There will come a point where you have to put aside all the duties of the world, not because they’re finished but simply because you can’t carry them out anymore. And then what have you got? You’ve got your mind. And what shape is it in? If it’s been misshapen by all the things that you’ve done as you’ve gotten entangled with things in the world, it’s not going to be a very good thing to take with you as you go. And it’s not a very good mind to live in as you’re here. You want to live in a mind that has its own space, that can spread out a little bit.
This is why we practice generosity, why we practice virtue, why we develop the mind, especially in meditation, because it’s time for the mind to spread out a bit and assume its own shape, and look after the duties that are really in its own true interest.
As I said, nobody’s forcing these duties on you, but there is the fact of suffering. There are the pains in the body, but they’re not really suffering. The suffering is what the mind does to itself. It holds on to things and then beats itself up with them. That’s what you’ve got to learn how to undo.
So you want to get the mind quiet so that it can see: Where is the mind picking up things unnecessarily? Where is it stabbing itself, beating itself with those things? How can you stop that? That’s an important skill. In fact it’s the most important skill in life. Otherwise, as you leave this life, you’re beaten up not only by things outside but also more importantly by what the mind has beaten up in itself.
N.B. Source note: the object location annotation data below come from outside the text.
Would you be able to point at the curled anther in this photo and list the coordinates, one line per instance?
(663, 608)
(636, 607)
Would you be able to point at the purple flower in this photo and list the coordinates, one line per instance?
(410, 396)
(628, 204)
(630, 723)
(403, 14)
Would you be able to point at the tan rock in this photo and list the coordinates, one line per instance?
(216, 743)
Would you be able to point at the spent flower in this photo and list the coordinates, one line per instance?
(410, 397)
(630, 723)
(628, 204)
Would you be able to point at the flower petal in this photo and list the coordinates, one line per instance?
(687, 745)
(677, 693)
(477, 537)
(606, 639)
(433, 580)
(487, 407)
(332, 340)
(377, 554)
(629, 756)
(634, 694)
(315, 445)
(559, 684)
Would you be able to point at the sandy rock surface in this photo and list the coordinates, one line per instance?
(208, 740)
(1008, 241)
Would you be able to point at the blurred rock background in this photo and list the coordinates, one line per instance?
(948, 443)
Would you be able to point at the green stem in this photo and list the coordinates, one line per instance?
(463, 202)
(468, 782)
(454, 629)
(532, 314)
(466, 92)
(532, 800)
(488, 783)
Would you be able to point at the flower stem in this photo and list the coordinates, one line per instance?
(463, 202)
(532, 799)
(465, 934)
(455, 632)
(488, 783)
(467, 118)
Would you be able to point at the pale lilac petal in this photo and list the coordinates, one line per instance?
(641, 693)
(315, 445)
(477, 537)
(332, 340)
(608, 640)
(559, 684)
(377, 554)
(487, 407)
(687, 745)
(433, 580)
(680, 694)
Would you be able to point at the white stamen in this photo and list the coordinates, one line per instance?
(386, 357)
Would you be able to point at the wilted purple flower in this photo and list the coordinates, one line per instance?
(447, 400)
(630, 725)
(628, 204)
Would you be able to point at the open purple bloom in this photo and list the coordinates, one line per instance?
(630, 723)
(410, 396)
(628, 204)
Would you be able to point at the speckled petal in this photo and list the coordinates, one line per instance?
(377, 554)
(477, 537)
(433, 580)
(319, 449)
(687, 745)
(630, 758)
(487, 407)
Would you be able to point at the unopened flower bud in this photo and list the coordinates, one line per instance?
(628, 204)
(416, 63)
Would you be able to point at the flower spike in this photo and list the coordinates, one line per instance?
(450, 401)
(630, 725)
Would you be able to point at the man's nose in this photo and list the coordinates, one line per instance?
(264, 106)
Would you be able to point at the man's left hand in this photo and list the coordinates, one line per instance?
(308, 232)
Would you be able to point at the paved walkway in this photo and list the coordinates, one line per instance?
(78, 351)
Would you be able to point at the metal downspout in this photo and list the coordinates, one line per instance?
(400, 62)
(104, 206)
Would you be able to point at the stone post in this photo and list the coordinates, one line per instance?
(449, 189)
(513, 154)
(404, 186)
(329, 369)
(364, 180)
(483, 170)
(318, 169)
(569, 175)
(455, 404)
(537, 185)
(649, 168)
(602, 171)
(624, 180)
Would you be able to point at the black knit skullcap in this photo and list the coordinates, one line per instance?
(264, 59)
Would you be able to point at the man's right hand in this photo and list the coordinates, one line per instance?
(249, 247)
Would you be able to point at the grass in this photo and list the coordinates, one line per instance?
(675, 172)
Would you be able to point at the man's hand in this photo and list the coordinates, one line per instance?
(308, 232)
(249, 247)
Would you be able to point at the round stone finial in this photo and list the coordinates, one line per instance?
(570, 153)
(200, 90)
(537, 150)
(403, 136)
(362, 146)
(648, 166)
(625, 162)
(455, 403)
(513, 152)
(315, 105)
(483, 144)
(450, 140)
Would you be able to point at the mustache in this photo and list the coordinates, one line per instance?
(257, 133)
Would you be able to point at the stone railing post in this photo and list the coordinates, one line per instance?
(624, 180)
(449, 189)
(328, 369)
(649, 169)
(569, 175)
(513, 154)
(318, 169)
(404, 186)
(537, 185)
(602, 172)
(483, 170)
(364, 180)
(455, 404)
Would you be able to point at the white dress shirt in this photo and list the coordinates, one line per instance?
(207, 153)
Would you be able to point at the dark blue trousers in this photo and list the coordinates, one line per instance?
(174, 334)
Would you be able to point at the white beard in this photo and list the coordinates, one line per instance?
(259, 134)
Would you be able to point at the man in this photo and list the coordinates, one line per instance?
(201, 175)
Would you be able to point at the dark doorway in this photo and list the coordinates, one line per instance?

So you’ve got to learn how to step back and see: Where is the mind causing itself unnecessary suffering? How can you stop that? That’s in your own true interest. And these are the duties that are good for you. They’re not imposed on people outside simply through the force of their desires or the force of your desires. They’re imposed on you by the fact of suffering. But when you follow them, you find that they really do lead to happiness. With the duties of the world outside, sometimes you gain the results you want and sometimes you don’t. You do the best you can and sometimes things just collapse. But with the duties inside, if you actually follow them carefully and you follow them all the way through, you find there’s no disappointment at all.
There really is a true happiness that can be found by trying to understand when the mind is causing itself suffering, why is it doing that? What does it think it’s getting out of these things? When you can see the reason why you’re doing it, then you can develop some dispassion for the cause and you can abandon it.
You do that by developing the path—like we’re doing right now, working on the mind, getting it to stay with one thing. Concentration is an important skill, because it allows you to see what’s going on in the mind, to catch the mind in the act when it’s causing itself unnecessary suffering.
So it’s your choice of duties. To what extent are you going to let the duties of the world run over you? And to what extent are you going to make some space for yourself so that you can follow the duties that are really in your own true interest? Especially in the interest of the mind: to give it some space, to give it some breathing room so that it can really be its own person. And in following these duties, it can find a happiness that’s not going to disappoint.